Authors

  1. Rosenberg, Karen

Abstract

According to this study:

 

* In patients receiving mechanical ventilation who are at high risk for extubation failure, the use of high-flow nasal oxygen with noninvasive ventilation immediately after extubation significantly reduces the risk of reintubation compared with the use of high-flow nasal oxygen alone.

 

 

Article Content

Clinical practice guidelines recommend the use of noninvasive ventilation (NIV) to prevent postextubation respiratory failure in high-risk patients. However, most patients receive standard oxygen owing to an absence of randomized clinical trials showing a significant reduction of reintubation rates with NIV. A multicenter randomized clinical trial involving ICU patients at high risk for extubation failure was undertaken to determine whether high-flow nasal oxygen with NIV administered immediately after extubation could reduce the risk of reintubation compared with high-flow nasal oxygen alone.

 

Adults intubated more than 24 hours in the ICU and ready for extubation were enrolled if they were at high risk for extubation failure (that is, if they were older than age 65 or had underlying chronic cardiac or respiratory disease).
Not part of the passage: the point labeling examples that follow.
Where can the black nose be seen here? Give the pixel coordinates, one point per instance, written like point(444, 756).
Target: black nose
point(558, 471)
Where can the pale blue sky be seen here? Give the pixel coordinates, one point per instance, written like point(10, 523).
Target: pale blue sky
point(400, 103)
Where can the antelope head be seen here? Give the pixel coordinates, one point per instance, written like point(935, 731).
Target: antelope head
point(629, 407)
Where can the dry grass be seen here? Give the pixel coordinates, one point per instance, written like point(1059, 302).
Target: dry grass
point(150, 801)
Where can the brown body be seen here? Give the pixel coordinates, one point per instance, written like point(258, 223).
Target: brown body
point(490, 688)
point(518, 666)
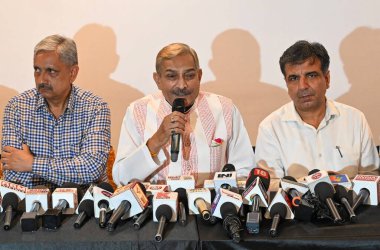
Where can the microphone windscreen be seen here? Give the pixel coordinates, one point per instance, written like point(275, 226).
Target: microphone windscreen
point(106, 186)
point(164, 210)
point(87, 206)
point(324, 190)
point(290, 178)
point(228, 168)
point(258, 172)
point(179, 105)
point(313, 171)
point(278, 208)
point(10, 199)
point(227, 208)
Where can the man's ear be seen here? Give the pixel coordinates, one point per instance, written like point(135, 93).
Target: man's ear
point(200, 74)
point(73, 73)
point(327, 79)
point(156, 78)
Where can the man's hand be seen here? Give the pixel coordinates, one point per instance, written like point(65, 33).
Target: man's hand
point(172, 123)
point(16, 159)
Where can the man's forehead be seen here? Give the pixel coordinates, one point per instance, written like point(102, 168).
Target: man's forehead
point(312, 61)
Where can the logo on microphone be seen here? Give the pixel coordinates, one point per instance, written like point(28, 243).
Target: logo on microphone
point(316, 176)
point(261, 173)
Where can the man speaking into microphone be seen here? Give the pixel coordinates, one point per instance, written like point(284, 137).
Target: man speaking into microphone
point(161, 137)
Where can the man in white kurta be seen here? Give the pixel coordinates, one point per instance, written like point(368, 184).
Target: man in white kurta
point(213, 132)
point(312, 132)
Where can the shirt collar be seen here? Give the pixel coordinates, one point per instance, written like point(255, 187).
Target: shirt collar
point(70, 105)
point(291, 114)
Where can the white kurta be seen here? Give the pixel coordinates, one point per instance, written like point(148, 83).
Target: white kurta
point(343, 143)
point(212, 117)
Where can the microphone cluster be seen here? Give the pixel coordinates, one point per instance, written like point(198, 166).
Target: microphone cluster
point(238, 205)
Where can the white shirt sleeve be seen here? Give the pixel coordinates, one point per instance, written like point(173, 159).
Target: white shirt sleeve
point(133, 159)
point(240, 152)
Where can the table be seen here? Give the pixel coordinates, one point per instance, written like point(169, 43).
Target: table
point(90, 236)
point(365, 234)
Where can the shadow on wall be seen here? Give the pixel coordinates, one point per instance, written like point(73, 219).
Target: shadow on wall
point(5, 95)
point(98, 59)
point(236, 66)
point(360, 54)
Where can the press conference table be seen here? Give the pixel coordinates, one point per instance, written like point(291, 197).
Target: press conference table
point(90, 236)
point(365, 234)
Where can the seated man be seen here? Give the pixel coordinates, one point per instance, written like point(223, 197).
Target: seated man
point(312, 132)
point(56, 132)
point(211, 128)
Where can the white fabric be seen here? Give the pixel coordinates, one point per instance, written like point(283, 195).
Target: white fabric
point(342, 143)
point(215, 113)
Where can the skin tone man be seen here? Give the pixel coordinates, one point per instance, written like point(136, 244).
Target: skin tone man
point(56, 132)
point(313, 132)
point(211, 127)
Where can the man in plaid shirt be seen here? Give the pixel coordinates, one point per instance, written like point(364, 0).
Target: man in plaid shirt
point(56, 132)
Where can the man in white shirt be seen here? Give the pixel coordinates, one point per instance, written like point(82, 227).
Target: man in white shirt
point(312, 132)
point(211, 128)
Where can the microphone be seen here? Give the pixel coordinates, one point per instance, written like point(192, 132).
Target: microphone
point(164, 210)
point(145, 214)
point(36, 203)
point(231, 221)
point(102, 194)
point(325, 192)
point(280, 208)
point(303, 210)
point(6, 187)
point(226, 179)
point(316, 176)
point(199, 202)
point(128, 200)
point(178, 105)
point(342, 195)
point(64, 201)
point(9, 204)
point(255, 195)
point(277, 212)
point(366, 188)
point(183, 206)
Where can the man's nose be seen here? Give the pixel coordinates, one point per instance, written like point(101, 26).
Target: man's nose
point(182, 83)
point(303, 83)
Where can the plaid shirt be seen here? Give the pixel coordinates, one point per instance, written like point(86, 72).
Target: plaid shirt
point(72, 148)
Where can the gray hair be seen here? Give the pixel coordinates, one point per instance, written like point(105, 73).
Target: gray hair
point(175, 49)
point(65, 47)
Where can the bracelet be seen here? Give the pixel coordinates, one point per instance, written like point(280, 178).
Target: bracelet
point(152, 154)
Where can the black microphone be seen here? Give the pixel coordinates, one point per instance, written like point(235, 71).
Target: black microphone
point(178, 105)
point(163, 213)
point(68, 193)
point(325, 192)
point(360, 198)
point(183, 206)
point(123, 208)
point(86, 210)
point(343, 197)
point(9, 204)
point(231, 221)
point(277, 212)
point(145, 214)
point(256, 186)
point(102, 202)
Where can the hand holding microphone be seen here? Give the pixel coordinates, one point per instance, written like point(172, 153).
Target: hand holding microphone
point(178, 105)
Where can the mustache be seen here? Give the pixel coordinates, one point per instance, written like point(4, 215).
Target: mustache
point(305, 92)
point(44, 86)
point(181, 92)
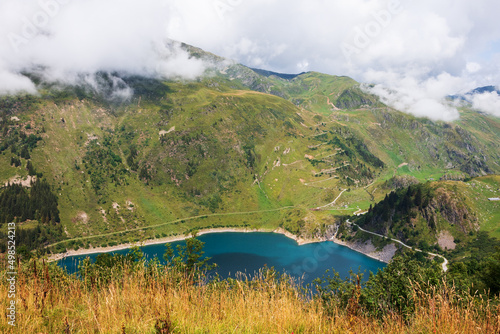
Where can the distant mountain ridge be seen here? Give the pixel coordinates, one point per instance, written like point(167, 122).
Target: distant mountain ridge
point(279, 75)
point(480, 90)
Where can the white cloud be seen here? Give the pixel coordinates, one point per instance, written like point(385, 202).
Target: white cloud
point(487, 102)
point(67, 38)
point(416, 48)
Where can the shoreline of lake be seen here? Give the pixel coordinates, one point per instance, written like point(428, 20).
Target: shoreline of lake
point(382, 256)
point(109, 249)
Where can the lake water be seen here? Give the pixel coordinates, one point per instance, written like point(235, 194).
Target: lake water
point(248, 252)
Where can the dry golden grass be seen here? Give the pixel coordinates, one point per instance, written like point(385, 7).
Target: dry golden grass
point(167, 303)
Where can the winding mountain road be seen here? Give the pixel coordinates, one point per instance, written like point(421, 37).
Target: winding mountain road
point(445, 263)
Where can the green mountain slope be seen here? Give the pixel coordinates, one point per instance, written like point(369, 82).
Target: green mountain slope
point(234, 148)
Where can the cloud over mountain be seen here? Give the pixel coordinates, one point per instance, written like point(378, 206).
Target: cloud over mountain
point(64, 39)
point(408, 47)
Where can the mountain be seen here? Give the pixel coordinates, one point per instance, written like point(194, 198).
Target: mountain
point(480, 90)
point(134, 158)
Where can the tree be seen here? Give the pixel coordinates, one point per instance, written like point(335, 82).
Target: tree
point(491, 273)
point(189, 259)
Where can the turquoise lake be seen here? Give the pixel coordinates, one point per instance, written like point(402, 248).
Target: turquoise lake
point(248, 252)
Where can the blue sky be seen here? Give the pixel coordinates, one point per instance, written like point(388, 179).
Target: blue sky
point(417, 52)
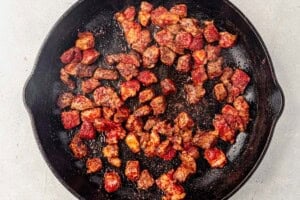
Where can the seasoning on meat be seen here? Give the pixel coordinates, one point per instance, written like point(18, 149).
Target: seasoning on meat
point(150, 56)
point(91, 114)
point(106, 96)
point(81, 102)
point(194, 93)
point(184, 63)
point(158, 105)
point(112, 181)
point(65, 99)
point(167, 56)
point(89, 85)
point(78, 148)
point(145, 181)
point(147, 77)
point(72, 55)
point(129, 89)
point(93, 165)
point(146, 95)
point(105, 74)
point(168, 86)
point(70, 119)
point(132, 142)
point(132, 170)
point(87, 131)
point(220, 92)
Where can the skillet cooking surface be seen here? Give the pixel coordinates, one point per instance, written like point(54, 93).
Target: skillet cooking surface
point(263, 94)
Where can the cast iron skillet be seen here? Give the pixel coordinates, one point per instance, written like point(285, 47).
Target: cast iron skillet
point(264, 94)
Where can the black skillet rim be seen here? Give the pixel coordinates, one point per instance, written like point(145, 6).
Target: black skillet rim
point(262, 154)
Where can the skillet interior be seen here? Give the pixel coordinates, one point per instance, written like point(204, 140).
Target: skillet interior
point(263, 93)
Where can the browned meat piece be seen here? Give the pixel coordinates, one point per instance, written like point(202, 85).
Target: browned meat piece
point(167, 184)
point(78, 148)
point(199, 75)
point(91, 114)
point(85, 41)
point(213, 52)
point(129, 89)
point(107, 112)
point(142, 42)
point(121, 115)
point(240, 80)
point(129, 13)
point(147, 77)
point(150, 144)
point(150, 56)
point(128, 71)
point(184, 121)
point(194, 93)
point(70, 119)
point(184, 63)
point(146, 95)
point(163, 128)
point(190, 25)
point(134, 123)
point(93, 165)
point(167, 56)
point(227, 40)
point(165, 150)
point(81, 102)
point(71, 69)
point(144, 17)
point(112, 181)
point(224, 130)
point(158, 105)
point(87, 131)
point(210, 32)
point(132, 142)
point(89, 56)
point(132, 170)
point(85, 71)
point(106, 96)
point(215, 157)
point(150, 123)
point(197, 42)
point(220, 92)
point(243, 108)
point(143, 111)
point(226, 76)
point(89, 85)
point(199, 57)
point(168, 86)
point(174, 28)
point(162, 17)
point(106, 74)
point(205, 140)
point(145, 181)
point(180, 10)
point(214, 68)
point(111, 151)
point(64, 100)
point(72, 55)
point(183, 39)
point(232, 118)
point(164, 37)
point(65, 78)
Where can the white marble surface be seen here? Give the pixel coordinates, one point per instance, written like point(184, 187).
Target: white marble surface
point(24, 25)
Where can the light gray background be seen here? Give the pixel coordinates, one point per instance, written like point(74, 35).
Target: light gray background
point(23, 27)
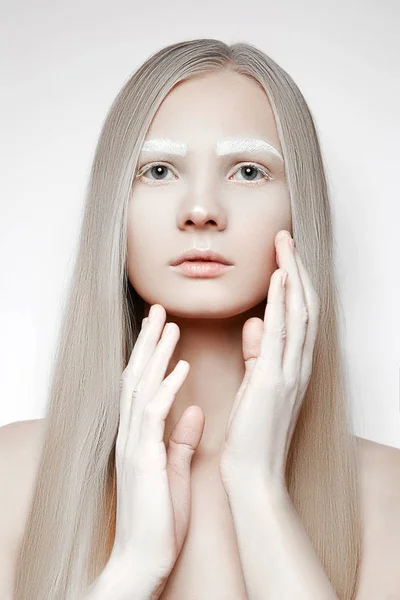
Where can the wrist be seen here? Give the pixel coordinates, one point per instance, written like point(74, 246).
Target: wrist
point(125, 582)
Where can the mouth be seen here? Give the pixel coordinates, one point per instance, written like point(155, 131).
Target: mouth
point(201, 268)
point(197, 255)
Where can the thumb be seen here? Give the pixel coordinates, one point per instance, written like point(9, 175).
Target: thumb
point(182, 444)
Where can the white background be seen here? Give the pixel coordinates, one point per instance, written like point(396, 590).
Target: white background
point(62, 66)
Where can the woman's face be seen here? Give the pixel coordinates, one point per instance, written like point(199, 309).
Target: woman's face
point(205, 192)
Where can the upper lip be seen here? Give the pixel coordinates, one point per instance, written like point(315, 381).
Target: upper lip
point(198, 254)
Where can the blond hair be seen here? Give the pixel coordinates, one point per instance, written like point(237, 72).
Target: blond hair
point(71, 524)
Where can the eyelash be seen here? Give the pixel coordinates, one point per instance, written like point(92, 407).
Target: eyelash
point(262, 170)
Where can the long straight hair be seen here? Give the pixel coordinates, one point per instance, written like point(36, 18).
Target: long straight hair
point(71, 524)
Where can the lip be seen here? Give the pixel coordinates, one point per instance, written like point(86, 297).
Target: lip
point(201, 268)
point(195, 254)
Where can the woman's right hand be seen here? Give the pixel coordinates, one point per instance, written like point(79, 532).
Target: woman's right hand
point(153, 483)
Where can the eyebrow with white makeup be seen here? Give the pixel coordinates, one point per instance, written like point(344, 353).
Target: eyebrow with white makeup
point(223, 147)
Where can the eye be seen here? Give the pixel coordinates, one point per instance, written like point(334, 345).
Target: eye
point(157, 170)
point(250, 170)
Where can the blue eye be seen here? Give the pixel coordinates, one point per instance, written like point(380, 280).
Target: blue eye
point(158, 171)
point(253, 169)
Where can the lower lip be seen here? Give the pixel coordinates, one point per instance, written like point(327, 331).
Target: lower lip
point(203, 268)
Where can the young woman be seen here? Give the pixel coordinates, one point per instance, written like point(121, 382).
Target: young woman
point(233, 473)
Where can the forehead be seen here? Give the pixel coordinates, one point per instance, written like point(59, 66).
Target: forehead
point(215, 109)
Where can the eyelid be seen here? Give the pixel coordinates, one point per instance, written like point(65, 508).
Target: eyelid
point(262, 168)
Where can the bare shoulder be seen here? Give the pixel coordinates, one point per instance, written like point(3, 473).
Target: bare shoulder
point(21, 444)
point(380, 499)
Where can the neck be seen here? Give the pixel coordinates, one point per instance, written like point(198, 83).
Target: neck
point(213, 347)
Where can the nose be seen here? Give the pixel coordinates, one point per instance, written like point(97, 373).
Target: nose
point(202, 214)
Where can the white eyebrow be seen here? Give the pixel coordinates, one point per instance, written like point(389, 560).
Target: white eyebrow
point(224, 147)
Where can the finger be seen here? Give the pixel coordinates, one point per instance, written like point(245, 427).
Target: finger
point(153, 375)
point(142, 351)
point(155, 412)
point(296, 310)
point(274, 338)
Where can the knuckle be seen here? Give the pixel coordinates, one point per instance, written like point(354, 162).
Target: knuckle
point(151, 411)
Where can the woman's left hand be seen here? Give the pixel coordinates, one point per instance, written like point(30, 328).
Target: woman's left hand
point(278, 361)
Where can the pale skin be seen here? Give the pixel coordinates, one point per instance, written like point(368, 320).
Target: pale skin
point(203, 199)
point(209, 203)
point(206, 203)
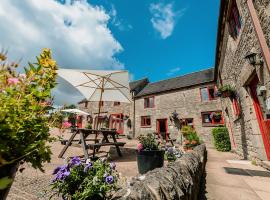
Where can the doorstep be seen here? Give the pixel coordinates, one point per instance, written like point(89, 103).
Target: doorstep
point(265, 164)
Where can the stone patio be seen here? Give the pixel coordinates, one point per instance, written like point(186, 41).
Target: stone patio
point(230, 178)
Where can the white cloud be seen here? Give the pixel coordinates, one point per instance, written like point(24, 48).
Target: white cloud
point(76, 31)
point(164, 18)
point(173, 71)
point(119, 23)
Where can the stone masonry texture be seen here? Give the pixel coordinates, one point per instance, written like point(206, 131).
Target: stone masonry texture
point(235, 70)
point(180, 180)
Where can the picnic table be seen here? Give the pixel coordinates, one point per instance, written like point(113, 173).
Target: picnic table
point(164, 136)
point(96, 143)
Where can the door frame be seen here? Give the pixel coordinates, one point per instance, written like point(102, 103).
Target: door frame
point(158, 124)
point(118, 121)
point(259, 115)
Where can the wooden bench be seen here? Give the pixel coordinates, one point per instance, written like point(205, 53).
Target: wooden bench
point(95, 147)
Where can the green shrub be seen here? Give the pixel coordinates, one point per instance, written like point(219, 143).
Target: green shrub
point(221, 139)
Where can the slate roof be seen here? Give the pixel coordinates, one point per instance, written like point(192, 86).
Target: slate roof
point(137, 86)
point(180, 82)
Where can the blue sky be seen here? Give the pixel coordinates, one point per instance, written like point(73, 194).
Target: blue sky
point(190, 47)
point(156, 39)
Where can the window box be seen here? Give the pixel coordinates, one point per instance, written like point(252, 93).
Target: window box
point(213, 118)
point(208, 93)
point(149, 102)
point(116, 103)
point(226, 91)
point(146, 121)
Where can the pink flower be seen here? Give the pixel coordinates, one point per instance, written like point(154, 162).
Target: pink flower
point(67, 124)
point(140, 147)
point(23, 76)
point(13, 81)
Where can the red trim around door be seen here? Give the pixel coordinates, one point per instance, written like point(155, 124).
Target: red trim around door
point(264, 128)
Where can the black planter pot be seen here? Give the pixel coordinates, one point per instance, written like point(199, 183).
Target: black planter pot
point(149, 160)
point(7, 171)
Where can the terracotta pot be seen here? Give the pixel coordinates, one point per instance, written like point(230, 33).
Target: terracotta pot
point(149, 160)
point(226, 94)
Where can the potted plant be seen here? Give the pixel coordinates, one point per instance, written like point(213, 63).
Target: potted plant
point(149, 155)
point(226, 91)
point(92, 180)
point(216, 115)
point(171, 154)
point(24, 119)
point(191, 138)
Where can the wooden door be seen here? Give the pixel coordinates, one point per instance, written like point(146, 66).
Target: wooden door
point(263, 123)
point(117, 123)
point(162, 128)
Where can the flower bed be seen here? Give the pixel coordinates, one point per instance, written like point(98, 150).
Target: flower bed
point(91, 180)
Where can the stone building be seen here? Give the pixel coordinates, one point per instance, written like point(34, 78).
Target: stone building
point(243, 62)
point(192, 97)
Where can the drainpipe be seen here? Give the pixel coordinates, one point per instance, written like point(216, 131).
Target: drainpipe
point(133, 97)
point(259, 32)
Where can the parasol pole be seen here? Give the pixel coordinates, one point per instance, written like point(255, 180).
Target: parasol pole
point(99, 103)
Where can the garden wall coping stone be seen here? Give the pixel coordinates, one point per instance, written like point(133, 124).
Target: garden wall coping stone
point(180, 180)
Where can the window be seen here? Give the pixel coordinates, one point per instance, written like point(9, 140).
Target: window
point(187, 122)
point(236, 107)
point(234, 20)
point(212, 118)
point(101, 103)
point(146, 121)
point(208, 93)
point(149, 102)
point(116, 103)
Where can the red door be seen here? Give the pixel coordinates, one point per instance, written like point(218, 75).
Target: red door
point(117, 123)
point(162, 127)
point(263, 124)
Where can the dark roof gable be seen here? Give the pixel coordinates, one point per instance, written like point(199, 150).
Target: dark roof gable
point(180, 82)
point(137, 86)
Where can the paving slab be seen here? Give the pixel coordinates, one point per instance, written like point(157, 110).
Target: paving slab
point(228, 177)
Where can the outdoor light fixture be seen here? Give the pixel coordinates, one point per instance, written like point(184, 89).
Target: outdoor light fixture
point(252, 59)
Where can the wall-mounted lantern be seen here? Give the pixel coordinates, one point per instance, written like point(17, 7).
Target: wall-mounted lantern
point(252, 59)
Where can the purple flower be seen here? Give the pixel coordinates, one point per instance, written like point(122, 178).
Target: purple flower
point(170, 150)
point(109, 179)
point(75, 161)
point(88, 166)
point(61, 173)
point(112, 165)
point(56, 169)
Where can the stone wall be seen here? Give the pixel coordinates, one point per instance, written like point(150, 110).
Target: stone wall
point(187, 103)
point(234, 69)
point(182, 179)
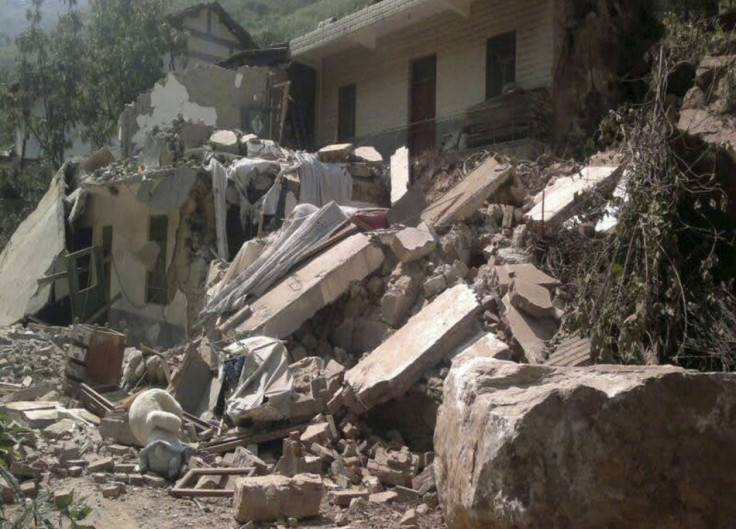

The 641 patients included in the analysis were randomized to groups receiving high-flow nasal oxygen, either alone or in combination with NIV.

 

The reintubation rate at day 7, the primary outcome, was significantly lower among those given high-flow nasal oxygen with NIV compared with those receiving high-flow nasal oxygen alone (11.8% versus 18.2%). Reintubation rates at 48 hours, 72 hours, and until ICU discharge were also significantly lower among those who had high-flow nasal oxygen with NIV rather than high-flow nasal oxygen alone, as was the proportion of patients with postextubation respiratory failure at day 7. Mortality in the ICU, in the hospital, and at day 90 weren't significantly different between groups.

 

The authors note that attending physicians couldn't be blinded in this study, and the weaning protocol and type of spontaneous breathing trial performed before extubation may have influenced the results.

 
 

Thille AW, et al JAMA 2019;322(15):1465-75.